1) There is no space between the = in ==, nor a space between the + and = in +=.

2)  sll \$t0, \$s3, 2

3) You're correct but it could be more efficiently written:

```    sll     \$t0, \$s3, 2
loop:
lw      \$t1, (\$t0)
bne     \$t1, \$s5, exit
j       loop
```

First you establish \$t0 as a pointer into save by multiplying i by four and adding it to the base address of save. This is exactly what you've done.

However, you don't need to increment i at all! Instead of adding 1 and multiplying by 4, you can just add 4 each time.

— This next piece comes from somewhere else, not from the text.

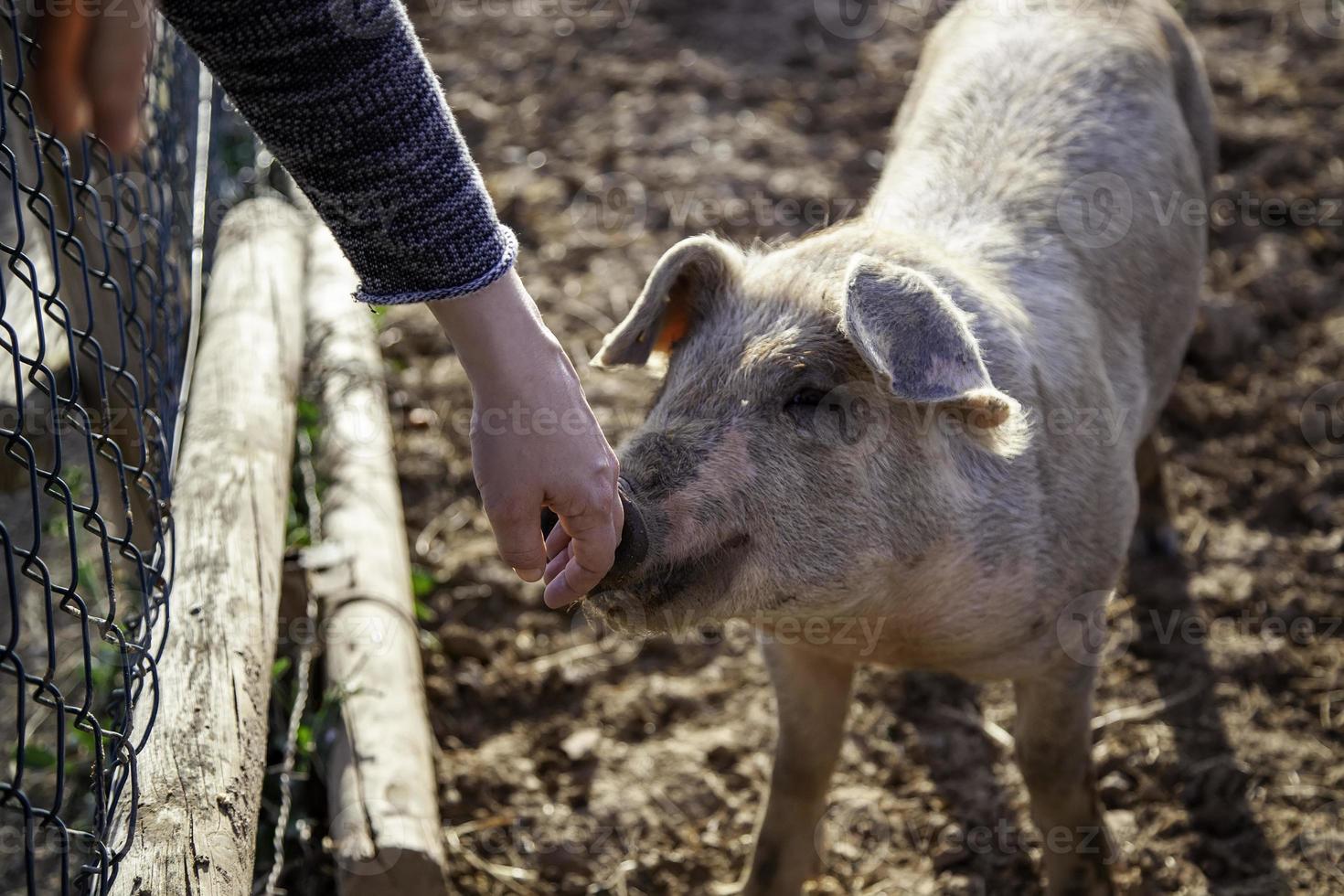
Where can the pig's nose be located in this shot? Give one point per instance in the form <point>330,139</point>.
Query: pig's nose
<point>629,552</point>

As for saved vs. temporary registers:

saved register (\$s0-\$s8) are registers that you're free to use but before you use them you have to save their values somewhere (usually the stack) and restore them once you're done. Whenever you call a function, you can be certain that the values in any of the s registers will be the same as before you called that function.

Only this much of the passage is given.